Whatever friends I had had, they are useless. And whatever lovers I had had, they are useless. Whatever children, useless, too. I am an old leather boot: supple, creased, well-worn, well-traveled. The rest of time is to take the steps taken, the places been, momentous arcs that will have had no span. To guide a yellow or a purple thread through the eye of a thin enough needle, and do a little sewing then. It requires what most people don’t: sadness, and solitude, and a sort of lonely patience for the moon. Not in a mythic sense nor in a romantic one. The sort that sees even shadows on the face of the earth as borrowed from somewhere. The sort that has heard the thrush in the woods, that has watched its faded still eye sitting on a low tree branch.

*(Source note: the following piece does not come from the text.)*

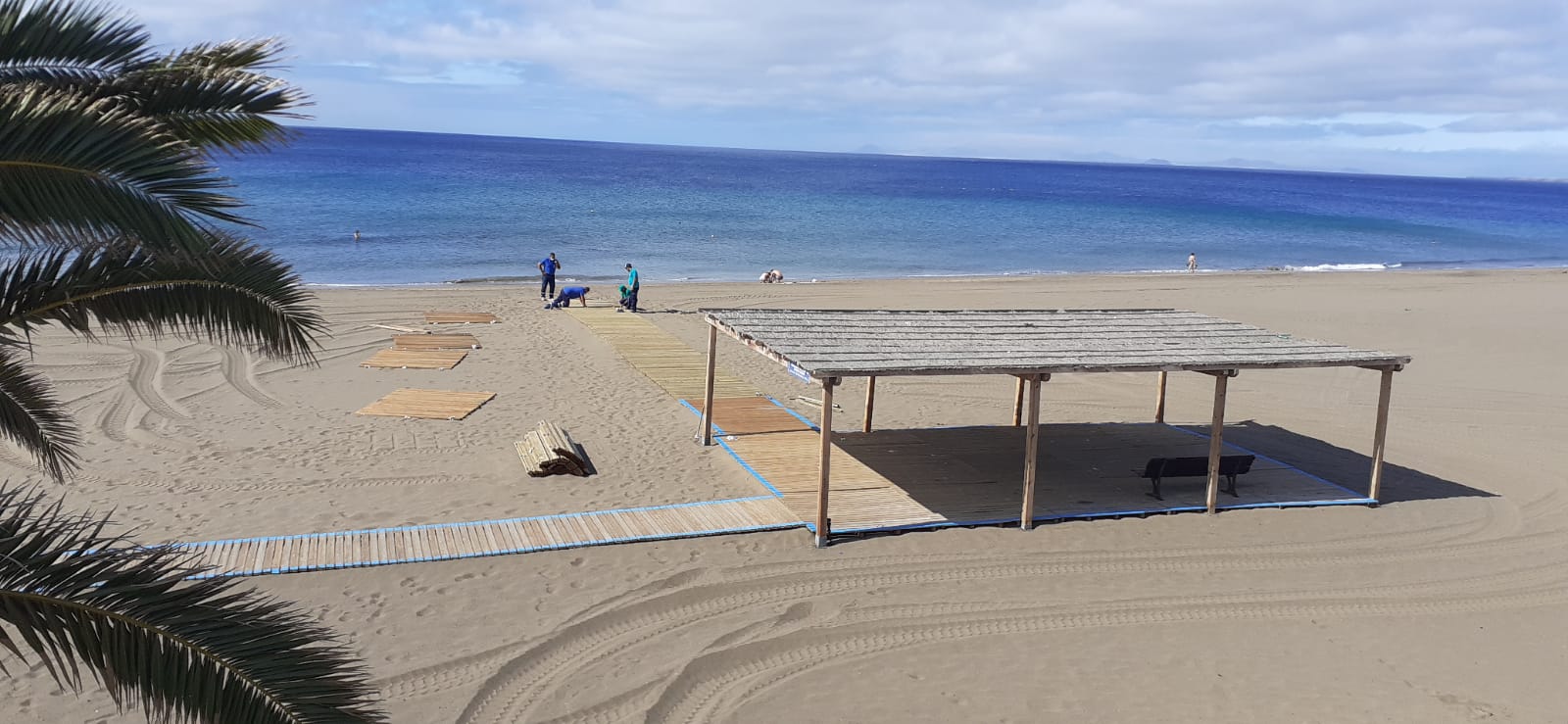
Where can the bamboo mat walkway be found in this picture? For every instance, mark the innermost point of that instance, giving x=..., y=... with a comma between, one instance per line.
x=488, y=538
x=662, y=358
x=415, y=360
x=460, y=318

He had a secret wife once whose marriage to they nobody told. Even when her family all journeyed on a five-day ocean cruise together to celebrate her maternal grandparents’ fiftieth anniversary, the husband in name, he stayed at home. That’s how secret she was. Once, another time, she had returned from taking exams upstate. And the exam she took was computerized (not on paper), and while she took it, it learned her learning rate. It gave her very quickly, she told him afterwards, more and more difficult problems to solve, and each ‘one more’ difficult problem submitted on the screen to her, she got right. The testing program recalculated itself, and, with the secret wife’s having rapidly solved correctly such difficult problems as which the program could ever propose, it released her from the testing grounds in twenty minutes with an “800”—a perfect score. Almost ninety minutes had been shaved off her testing time, her sitting time, her being there. That’s how time and testing and the algorithms had worked.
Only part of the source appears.